Invention of the Big Top Tent
In 1825, Joshuah Purdy Brown (1802?-1834) revolutionized the circus business and other traveling shows. He held his performances under a large, portable canvas tent. This innovation allowed shows to move between cities quickly and easily, go anywhere, stay as long or short as they desired, and perform rain or shine. With this flexibility, Brown’s show could perform and have an income six days per week. In 1825, the first season that Brown and his partner Lewis Bailey used a tent, they traveled from Wilmington, Delaware, into Virginia, stopping at Alexandria, Fredericksburg, Richmond, Norfolk, Lawrenceville, and Lynchburg, and then up the Shenandoah Valley to Maryland and Pennsylvania. All of these shows were performed under a tent: the only indoor location that season was in Washington, DC.
By the mid 1830s, the canvas tent system had become commonplace.
By the mid 1830s, the canvas tent system had become commonplace. With this mobility, owners now could schedule shows in 150 or more different cities in a season, performing six days a week, but they now needed wagons to transport the equipment as well as the horses to pull the wagons and personnel to drive the wagons and erect the tent. The tent was a mixed blessing — it allowed the circus to show in smaller places, but created a greater overhead. Thayer remarks that, “the tent added to the proprietor’s daily expense, and changed the relationship between himself and his employees. Instead of erecting costly arenas he now had the cost of wagons to carry his property, of horses to pull the wagons and of teamsters to drive them.
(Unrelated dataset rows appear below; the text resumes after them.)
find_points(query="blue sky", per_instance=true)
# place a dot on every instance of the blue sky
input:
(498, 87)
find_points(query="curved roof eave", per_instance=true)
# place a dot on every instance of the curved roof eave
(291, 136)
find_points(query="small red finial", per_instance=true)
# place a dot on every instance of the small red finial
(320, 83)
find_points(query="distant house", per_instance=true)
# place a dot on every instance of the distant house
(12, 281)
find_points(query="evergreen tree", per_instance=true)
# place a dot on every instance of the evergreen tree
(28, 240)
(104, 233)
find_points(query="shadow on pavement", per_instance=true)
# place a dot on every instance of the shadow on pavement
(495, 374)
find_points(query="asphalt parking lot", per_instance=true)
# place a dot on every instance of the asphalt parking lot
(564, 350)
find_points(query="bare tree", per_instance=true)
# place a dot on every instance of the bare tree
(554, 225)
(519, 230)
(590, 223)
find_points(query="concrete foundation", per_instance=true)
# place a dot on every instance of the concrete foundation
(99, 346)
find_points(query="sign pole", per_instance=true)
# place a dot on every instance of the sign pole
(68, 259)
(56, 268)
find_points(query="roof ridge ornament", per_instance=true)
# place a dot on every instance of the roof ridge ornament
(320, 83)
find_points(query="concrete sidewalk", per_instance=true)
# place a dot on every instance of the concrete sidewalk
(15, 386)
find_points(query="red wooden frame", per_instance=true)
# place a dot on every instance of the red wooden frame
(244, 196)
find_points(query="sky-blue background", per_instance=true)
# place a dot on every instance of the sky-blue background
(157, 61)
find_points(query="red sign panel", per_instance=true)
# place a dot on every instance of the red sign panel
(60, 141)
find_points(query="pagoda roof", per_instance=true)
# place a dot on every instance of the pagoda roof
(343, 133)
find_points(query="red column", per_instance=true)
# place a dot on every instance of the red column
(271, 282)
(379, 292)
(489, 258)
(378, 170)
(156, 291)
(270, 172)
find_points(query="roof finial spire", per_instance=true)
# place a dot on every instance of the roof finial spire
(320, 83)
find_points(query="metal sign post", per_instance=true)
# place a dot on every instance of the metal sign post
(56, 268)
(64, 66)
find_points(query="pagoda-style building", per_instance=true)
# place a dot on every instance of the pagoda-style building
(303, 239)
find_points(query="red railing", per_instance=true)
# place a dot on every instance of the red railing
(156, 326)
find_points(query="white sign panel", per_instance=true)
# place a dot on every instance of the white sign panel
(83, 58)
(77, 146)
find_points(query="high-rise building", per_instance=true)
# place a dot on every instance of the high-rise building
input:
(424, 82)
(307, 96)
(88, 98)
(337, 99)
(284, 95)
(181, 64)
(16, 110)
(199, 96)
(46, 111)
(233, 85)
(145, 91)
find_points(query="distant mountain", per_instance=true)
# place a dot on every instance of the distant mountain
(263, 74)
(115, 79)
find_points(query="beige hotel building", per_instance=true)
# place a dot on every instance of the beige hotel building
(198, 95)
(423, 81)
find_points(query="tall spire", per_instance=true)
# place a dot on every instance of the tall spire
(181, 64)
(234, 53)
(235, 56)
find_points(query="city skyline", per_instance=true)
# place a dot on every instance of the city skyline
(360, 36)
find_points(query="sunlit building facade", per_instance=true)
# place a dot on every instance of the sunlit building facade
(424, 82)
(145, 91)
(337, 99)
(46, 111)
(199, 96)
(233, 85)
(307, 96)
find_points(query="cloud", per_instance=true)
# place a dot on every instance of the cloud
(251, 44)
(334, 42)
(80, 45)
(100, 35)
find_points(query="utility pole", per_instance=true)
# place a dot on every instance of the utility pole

The performers and musicians, theretofore on their own as to food and lodging, now traveled constantly with the company.” A circus now needed a reliable income to offset the constant daily expenses. Greater mobility meant that circuses could move faster but it also meant that owners had less time to build up audiences and bring in revenue. There was growing pressure to bring in audiences quickly and efficiently. As tents grew bigger, the performers became more removed from the audience and the acts had to be more eye-catching and more spectacular, which of course added to the expense of running and moving the show.
the tent changed the relationship between the audiences and the performers
A more interesting consequence of this change, however, is how the tent changed the relationship between the audiences and the performers. Initially, circuses were intimate shows and audiences were quite close to the performers in structures that were often custom-built in that city. The show stayed around for weeks or months at a time, mingling with the local populace. Audiences would become familiar with the performers and shows would offer a variety of acts to bring people back in. If the circus used permanent buildings, it might share the facilities with theaters companies or music performances. These buildings might also be quite intimate and the audience would be able to see small details of each act. When the American circus broke away from this type of setting, the relationship between audience and performer lost some of its intimacy and relied more heavily on large-scale effects and more generic acts that would please larger groups. European circus performances, on the other hand, did not adopt canvas tents but continued to use existing buildings well into the 20th century. Consequently, European circuses have much closer ties to theatre and have maintained a greater emphasis on nuanced relationships between performer and audience.
Circus Marketing
The arrival of the tent also complicated the already difficult task of promoting shows to prospective audiences. Advertising materials had to provoke excitement and anticipation of seeing a show that was around for one day only. The printed bills that were used in the 18th, 19th and 20th century had to give the populace the necessary information to catch their attention; namely, title, date, and featured acts. John Bill Ricketts used printed bills to advertise his show. Pepin & Breschard used printed bills depicting an equestrian on a horse waving American flags. By 1822 with the first steam-powered press, the cost of printing of the posters could be reduced and the output of posters was increased.
By the mid-nineteenth century, the American circus had reached a level of popularity in the country that no other form of entertainment could rival. This was also true with its advertising. In the summer of 1983 edition of The Quarterly Journal of the Library of Congress, Richard Flint states: “The circus led the way in large, illustrated newspaper advertisements and virtually developed the outdoor advertising business by the use of huge, colorful posters. As early as 1833 a New Hampshire editor noted that the traveling shows were operating ‘on a new plan … in order to excite the curiosity of the people…. Large show bills measuring seven or eight feet in length proportionately made with cuts representing the remarkable docility of the lions and the great feats of the monkey’ were now to be seen in the towns” (p. 214-215). As early as the 1830s, large presses allowed the printers to combine large poster together to produce billboard-size posters.